E o processo poderia ter sido ainda pior, se passassem mudanças como o distritão – uma espécie de seguro garantidor para os atuais mandatários. O fato é que, com um ou dois avanços, se muito, o que tivemos não foi uma reforma política. Foi um remendo ou um arremedo de reforma. No global, tudo continuará igual na próxima eleição. A prática seguirá tendente ao caixa dois, o eleitor continuará distante do eleito e vice-versa, as campanhas ainda serão caras e com um conteúdo retórico e o governo precisará compor a maioria depois da eleição. Esta seria a hora exata para um modelo mais evoluído, como o sistema do voto distrital puro ou misto, em que os parlamentares são eleitos por regiões menores. Mas, como essa ideia não foi sequer deliberada, a dissociação entre o Legislativo e o Executivo permanecerá dando margem ao fisiologismo, à compra de parlamentares e à corrupção.

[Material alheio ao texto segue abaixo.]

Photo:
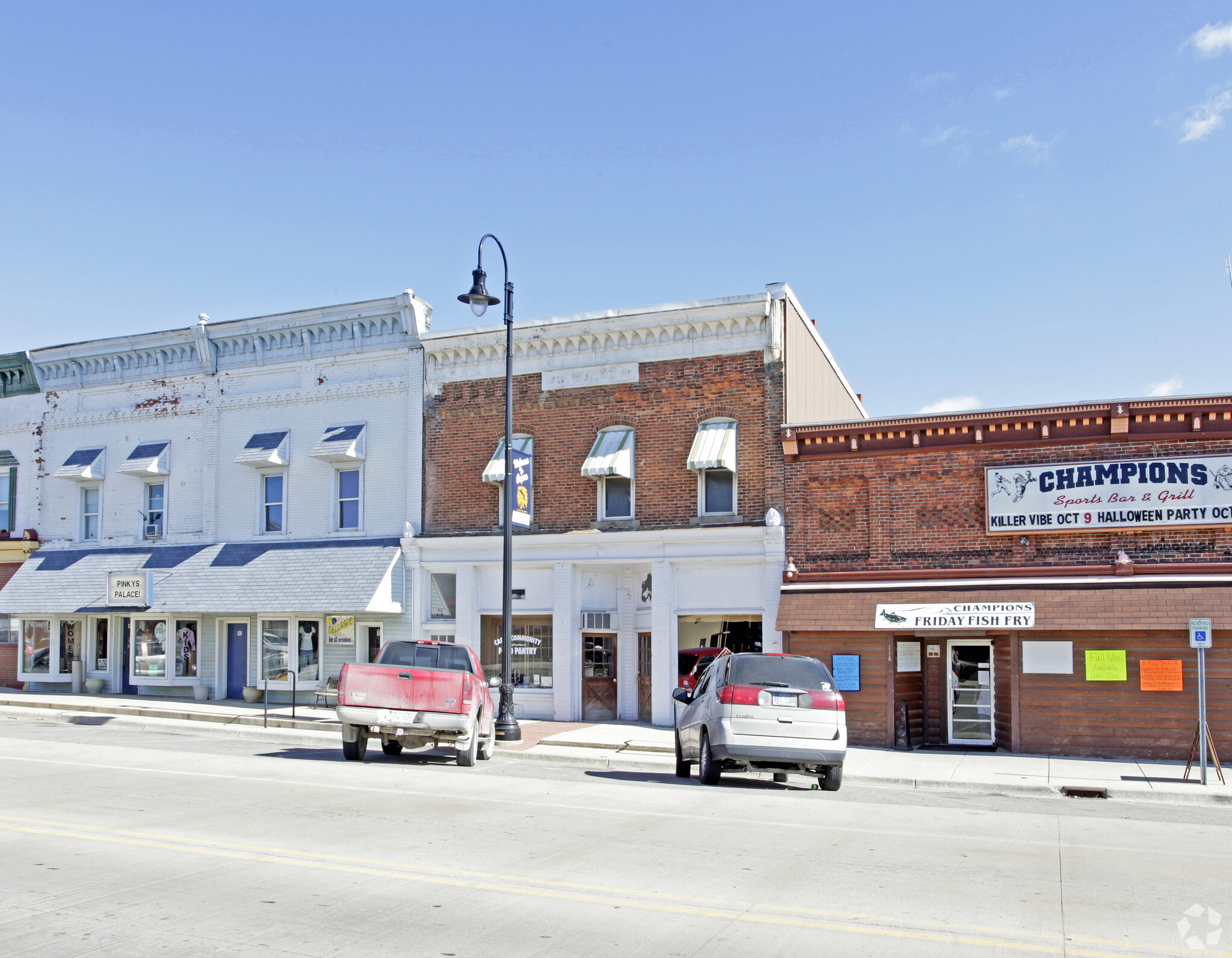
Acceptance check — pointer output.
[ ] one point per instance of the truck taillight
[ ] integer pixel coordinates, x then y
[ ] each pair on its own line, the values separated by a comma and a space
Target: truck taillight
830, 700
739, 695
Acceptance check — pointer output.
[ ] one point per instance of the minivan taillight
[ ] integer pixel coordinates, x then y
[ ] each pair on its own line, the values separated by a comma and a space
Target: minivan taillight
739, 695
830, 700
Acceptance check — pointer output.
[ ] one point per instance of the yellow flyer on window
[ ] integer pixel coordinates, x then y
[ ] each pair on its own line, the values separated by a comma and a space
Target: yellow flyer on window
1106, 665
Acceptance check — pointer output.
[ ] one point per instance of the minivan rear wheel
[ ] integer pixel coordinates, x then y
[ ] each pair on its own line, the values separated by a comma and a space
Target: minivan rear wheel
707, 770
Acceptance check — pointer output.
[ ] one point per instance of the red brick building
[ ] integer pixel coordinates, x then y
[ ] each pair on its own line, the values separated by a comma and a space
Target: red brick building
656, 509
896, 525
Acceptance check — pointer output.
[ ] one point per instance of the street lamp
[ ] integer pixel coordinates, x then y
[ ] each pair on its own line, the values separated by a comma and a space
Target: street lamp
479, 301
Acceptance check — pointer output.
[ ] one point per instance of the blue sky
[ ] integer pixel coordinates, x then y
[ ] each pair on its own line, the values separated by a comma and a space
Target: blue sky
981, 203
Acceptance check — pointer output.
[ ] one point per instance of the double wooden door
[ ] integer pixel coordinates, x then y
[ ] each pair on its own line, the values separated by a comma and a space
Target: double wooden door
598, 678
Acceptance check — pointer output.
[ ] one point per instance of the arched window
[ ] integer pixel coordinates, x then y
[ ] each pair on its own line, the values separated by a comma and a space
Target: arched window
713, 458
611, 464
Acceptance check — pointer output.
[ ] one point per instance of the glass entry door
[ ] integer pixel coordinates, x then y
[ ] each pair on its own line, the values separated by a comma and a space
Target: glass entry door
971, 693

Não há nada que exija sequer uma revisão de procedimentos de quem participa do jogo político e eleitoral. O sistema proporcional continuará com todas as suas imperfeições e consequências. A regra da disputa, infelizmente, não mudará seu viés de proteger grupos de interesse no lugar de produzir um debate nacional mais profundo e transformador. Os grandes vícios permanecem. Ficamos na dependência de indivíduos dadivosos, capazes de produzir algo em um terreno tão infértil. Mas, quando as individualidades são a solução, abre-se margem para aventureiros e personalistas. Enfim, lamentável a oportunidade perdida. Quiçá tudo isso, mesmo sem uma reforma verdadeira, possa ter deixado um legado diferente na consciência social. Sou crítico à política, mas não vejo caminho fora dela. E o início fundamental de qualquer mudança passa pela tua, pela nossa participação cidadã. Em frente!